1) Suppress Resonance:
A step motor is a first-order, mechanically resonant system just like a mass-spring. It is ready, willing and eager to resonate given any provocation just like a weight attached to a coiled spring suspended from a ceiling. Left alone, the weight will be still; pull down on it, then let go and it will oscillate up and down for a long time.
The amount of energy invested in oscillation is the old Mass times Velocity squared thing. At 10 microsteps the "tweak" applied to the mass is 1/10th as large as for a full step so the energy will be only 1/00th compared to a full step. The motor turns with almost no perceptable vibration.
2) Increase resolution:
Most step motors have a "+/- 5% non-accumulative tolerance" specification. This means any given step will be 1.8 degrees, give or take +/- 0.09 degrees.

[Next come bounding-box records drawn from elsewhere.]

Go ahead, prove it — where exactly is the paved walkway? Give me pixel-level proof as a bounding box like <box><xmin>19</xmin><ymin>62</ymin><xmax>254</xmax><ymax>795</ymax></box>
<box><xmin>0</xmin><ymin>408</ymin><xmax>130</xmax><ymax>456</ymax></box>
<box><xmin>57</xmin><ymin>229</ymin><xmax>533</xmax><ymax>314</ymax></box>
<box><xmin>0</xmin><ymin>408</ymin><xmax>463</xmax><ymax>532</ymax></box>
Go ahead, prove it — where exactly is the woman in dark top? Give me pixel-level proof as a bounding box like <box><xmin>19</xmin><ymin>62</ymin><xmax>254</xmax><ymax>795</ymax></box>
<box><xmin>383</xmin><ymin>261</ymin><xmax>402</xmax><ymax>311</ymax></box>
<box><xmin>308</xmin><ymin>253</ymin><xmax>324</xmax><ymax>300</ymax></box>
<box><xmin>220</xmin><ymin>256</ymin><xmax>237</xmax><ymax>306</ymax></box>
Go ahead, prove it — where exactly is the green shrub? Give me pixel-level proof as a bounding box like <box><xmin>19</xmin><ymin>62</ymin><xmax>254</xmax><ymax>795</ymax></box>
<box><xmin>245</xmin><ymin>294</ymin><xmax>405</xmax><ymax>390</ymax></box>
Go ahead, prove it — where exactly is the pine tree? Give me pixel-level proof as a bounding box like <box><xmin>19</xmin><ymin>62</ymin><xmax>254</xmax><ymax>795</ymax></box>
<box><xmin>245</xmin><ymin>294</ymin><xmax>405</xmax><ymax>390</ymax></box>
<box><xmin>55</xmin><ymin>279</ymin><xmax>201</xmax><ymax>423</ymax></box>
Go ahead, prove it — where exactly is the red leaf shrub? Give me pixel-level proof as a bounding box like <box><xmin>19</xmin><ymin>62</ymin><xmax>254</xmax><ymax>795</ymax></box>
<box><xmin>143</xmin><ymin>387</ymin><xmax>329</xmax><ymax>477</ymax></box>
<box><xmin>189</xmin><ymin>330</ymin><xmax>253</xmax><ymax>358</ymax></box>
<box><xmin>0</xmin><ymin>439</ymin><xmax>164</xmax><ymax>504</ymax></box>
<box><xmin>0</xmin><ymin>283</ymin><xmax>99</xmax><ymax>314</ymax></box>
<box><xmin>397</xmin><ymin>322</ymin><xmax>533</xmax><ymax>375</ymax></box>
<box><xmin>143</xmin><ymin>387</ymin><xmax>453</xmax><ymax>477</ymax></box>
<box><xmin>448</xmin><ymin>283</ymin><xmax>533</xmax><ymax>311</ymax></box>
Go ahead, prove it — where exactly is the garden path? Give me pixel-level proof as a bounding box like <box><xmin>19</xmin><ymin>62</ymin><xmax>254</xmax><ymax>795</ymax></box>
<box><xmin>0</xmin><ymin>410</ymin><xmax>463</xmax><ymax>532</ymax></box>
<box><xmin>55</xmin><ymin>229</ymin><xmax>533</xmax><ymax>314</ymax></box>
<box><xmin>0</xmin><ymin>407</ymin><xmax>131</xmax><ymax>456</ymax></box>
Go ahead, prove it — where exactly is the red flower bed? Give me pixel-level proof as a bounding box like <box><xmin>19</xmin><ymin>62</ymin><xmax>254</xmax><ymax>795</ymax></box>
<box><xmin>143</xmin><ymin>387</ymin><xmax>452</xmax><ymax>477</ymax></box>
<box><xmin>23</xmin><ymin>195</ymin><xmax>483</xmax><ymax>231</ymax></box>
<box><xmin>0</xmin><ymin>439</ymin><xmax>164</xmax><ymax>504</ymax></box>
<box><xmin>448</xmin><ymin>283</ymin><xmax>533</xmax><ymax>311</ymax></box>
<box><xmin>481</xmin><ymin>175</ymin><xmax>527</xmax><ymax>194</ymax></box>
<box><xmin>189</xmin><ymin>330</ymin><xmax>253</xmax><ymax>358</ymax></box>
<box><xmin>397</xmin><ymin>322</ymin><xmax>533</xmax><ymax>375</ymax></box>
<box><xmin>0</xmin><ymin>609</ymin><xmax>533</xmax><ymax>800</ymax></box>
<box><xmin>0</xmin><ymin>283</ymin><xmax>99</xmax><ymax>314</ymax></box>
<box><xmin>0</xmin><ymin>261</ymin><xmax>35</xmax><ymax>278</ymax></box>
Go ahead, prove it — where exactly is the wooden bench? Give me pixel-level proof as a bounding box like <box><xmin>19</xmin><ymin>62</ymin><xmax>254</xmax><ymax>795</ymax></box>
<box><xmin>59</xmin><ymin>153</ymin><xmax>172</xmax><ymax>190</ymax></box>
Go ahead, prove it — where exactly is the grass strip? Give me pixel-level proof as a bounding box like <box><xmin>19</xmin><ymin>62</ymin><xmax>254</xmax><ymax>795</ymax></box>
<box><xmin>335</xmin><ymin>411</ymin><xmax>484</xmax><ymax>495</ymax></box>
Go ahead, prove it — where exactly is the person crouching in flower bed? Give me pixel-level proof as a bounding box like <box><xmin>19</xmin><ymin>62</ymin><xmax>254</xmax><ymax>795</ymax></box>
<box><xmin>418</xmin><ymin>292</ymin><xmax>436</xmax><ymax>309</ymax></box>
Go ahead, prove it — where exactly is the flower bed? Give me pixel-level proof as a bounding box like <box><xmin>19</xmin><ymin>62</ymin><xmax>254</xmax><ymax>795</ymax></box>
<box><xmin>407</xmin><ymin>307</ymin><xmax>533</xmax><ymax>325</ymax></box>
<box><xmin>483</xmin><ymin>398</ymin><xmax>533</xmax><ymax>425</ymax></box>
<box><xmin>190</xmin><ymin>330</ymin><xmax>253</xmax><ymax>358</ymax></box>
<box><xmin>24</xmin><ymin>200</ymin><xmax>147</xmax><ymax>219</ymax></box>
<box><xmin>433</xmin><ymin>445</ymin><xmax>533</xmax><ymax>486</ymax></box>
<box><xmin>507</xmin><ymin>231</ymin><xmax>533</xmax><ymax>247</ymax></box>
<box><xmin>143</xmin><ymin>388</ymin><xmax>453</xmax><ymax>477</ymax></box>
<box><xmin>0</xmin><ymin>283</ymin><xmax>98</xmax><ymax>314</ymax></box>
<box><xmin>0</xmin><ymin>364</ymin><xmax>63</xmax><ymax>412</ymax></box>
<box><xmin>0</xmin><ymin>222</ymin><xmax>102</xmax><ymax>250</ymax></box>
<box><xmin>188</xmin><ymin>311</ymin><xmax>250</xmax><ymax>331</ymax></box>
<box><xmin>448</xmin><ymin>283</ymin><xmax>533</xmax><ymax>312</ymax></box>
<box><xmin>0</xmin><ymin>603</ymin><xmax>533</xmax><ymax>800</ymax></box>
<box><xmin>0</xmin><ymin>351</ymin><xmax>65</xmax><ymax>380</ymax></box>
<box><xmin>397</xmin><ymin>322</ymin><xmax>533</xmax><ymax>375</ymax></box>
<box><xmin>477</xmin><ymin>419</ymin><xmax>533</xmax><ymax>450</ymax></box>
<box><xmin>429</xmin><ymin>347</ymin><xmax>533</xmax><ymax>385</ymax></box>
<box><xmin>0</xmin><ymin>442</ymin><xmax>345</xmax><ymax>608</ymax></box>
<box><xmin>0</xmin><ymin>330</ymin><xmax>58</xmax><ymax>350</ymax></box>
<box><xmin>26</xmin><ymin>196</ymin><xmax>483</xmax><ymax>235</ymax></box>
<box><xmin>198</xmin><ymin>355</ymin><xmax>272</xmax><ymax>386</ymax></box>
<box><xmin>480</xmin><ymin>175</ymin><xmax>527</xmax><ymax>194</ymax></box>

Put another way, any given step will fall within a 0.18 degree error range. 360 degrees (1 revolution) divided by 0.18 degrees gives 2,000 radial locations, meaning as a transducer, the motor's native accuracy is 1 part out of 2,000.
There are however only 200 full steps per revolution and this means accuracy is 10 times better than resolution; you are not getting your money's worth because this accuracy gets under-utilized.
At 10 microsteps, resolution equals the motor's accuracy. Any microstep resolution more than 10 gets you "empty resolution" just like having a digital caliper that displays 1 millionth of an inch but is accurate to only .001". The extra digits look pretty but mean nothing.